El populismo sigue erosionando, limitando y anulando libertades. En esta ocasión lo hace con la tauromaquia, que no es otra cosa que una sinfonía de folclor, expresión y tradición. En ella convergen literatura, música, danza, color, luz, algarabía y arquitectura. No soy seguidor de la fiesta brava, pero sí un ferviente defensor de la libertad. Y por eso, una vez más, alzo mi pluma contra los enemigos del pensamiento, del arte y del conocimiento. Contra aquellos que solo buscan lucro y beneficios políticos, el aplauso inmediato, la rentabilidad electoral. Contra quienes alimentan su megalomanía con la mentira, los aduladores del régimen que opera entre sombras, los que no renuncian a su vocación servil de rendir pleitesía, de ser obsecuentes y propagandistas de la personalidad.

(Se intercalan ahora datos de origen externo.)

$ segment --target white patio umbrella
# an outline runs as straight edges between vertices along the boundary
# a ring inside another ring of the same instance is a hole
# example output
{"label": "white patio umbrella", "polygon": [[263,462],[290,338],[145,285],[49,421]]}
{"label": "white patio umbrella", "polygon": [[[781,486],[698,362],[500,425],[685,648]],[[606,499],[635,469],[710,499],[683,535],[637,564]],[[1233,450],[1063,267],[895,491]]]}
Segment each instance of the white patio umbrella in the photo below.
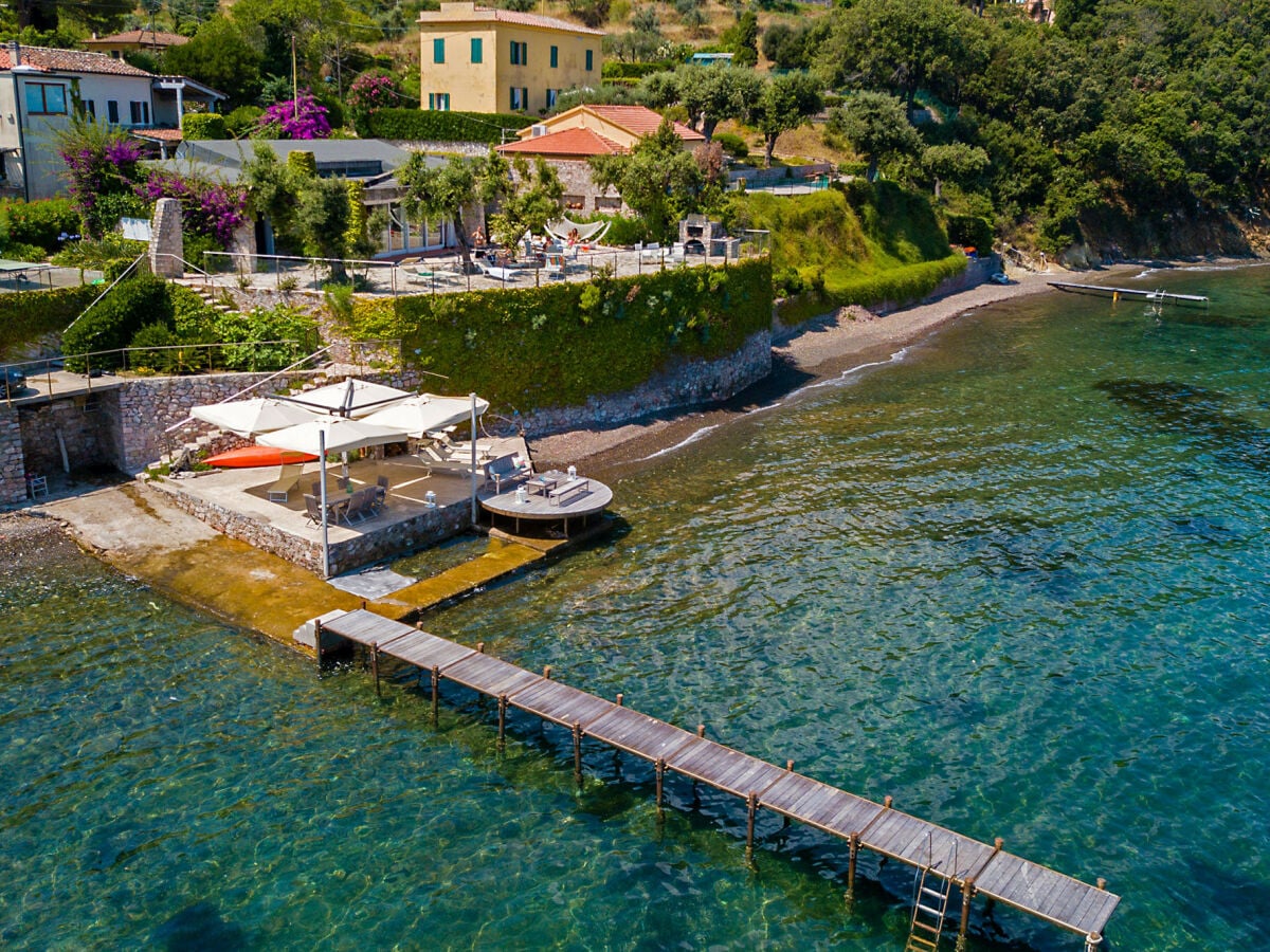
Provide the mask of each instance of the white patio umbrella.
{"label": "white patio umbrella", "polygon": [[315,413],[338,414],[340,416],[368,416],[395,400],[405,400],[410,393],[384,383],[349,377],[342,383],[306,390],[301,393],[282,397],[288,404],[309,407]]}
{"label": "white patio umbrella", "polygon": [[370,416],[363,418],[362,423],[394,426],[405,430],[411,437],[423,437],[432,430],[441,430],[466,420],[472,413],[474,402],[478,416],[489,410],[489,401],[480,397],[472,401],[464,397],[420,393],[390,404],[382,410],[376,410]]}
{"label": "white patio umbrella", "polygon": [[321,454],[347,453],[349,449],[398,443],[405,438],[406,432],[401,428],[377,426],[347,416],[318,416],[307,423],[267,433],[255,442],[265,447]]}
{"label": "white patio umbrella", "polygon": [[321,465],[321,479],[318,485],[321,493],[321,574],[324,579],[330,575],[330,542],[326,537],[326,453],[343,453],[362,447],[396,443],[405,438],[405,432],[400,429],[375,426],[361,420],[351,420],[347,416],[320,416],[257,439],[257,443],[267,447],[318,454]]}
{"label": "white patio umbrella", "polygon": [[314,419],[314,415],[305,407],[286,404],[273,397],[230,400],[224,404],[196,406],[189,411],[189,415],[240,437],[272,433]]}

Ojalá esta iniciativa absurda y vacía no prospere. Porque allí donde hoy se erige nuestra gran Plaza de Toros, nuestra Monumental Plaza México, de aprobarse esta afrenta, solo quedarán cenizas de siglos de tradición y expresión cultural. Y sobre esos restos de lo que alguna vez fue emblema de identidad y arte, el progreso sin alma seguirá su curso, levantando estructuras sin espíritu para el mercado de lo trivial.

Pero la ofensiva no se detendrá ahí. No es solo contra la tauromaquia, es contra cualquier manifestación de lo sublime, contra aquello que trasciende lo ordinario y despierta el intelecto. No se conforman con prohibir, censurar, homogeneizar, eliminar lo discordante. Irán por los lienzos de los museos, por la palabra crítica, por las ideas disruptivas. La estocada no es solo para el toro que entrega su último aliento, sino para la reflexión, la pasión, la memoria y la belleza.

Recuerdo a Andrés Calamaro. Sus palabras. El siglo XXI será recordado como la era de la amnesia inducida, donde las cadenas ya no son de hierro, sino de algoritmos y pantallas. Nos han reducido a espectadores sumisos, a compradores de espejismos en cada esquina, a autómatas de la distracción. Nos dirán que todo es lo mismo, que no hay diferencias, que el refinamiento es opresión y que el talento es un privilegio que debe erradicarse. Igualarán lo diverso, vaciarán los significados, borrarán los matices. Será la lobotomía de la sensibilidad, la aniquilación de la inteligencia, la victoria del bostezo sobre la emoción.

Por eso es fácil sumarse a la visión del rockero argentino. Y lo imagino: el toro, en su última acometida, es más libre que ellos. No hay en su bravura resignación ni protesta: solo pureza, solo verdad. Mientras tanto, los demás, ya domesticados, seguirán su destino entre vitrinas y jaulas, sirviendo de mercancía, aguardando su turno en la fila del matadero. Esta es la verdadera tragedia: el triunfo del vacío, la reducción de la existencia a una ecuación sin alma. Y cuando todo esté nivelado, cuando la última chispa de grandeza sea extinguida, cuando el arte haya sido suplantado por el aplauso complaciente, esos mismos que hoy celebran la mutilación de la cultura descubrirán que lo que han destruido no era una tradición o un espectáculo, sino el último refugio de lo humano.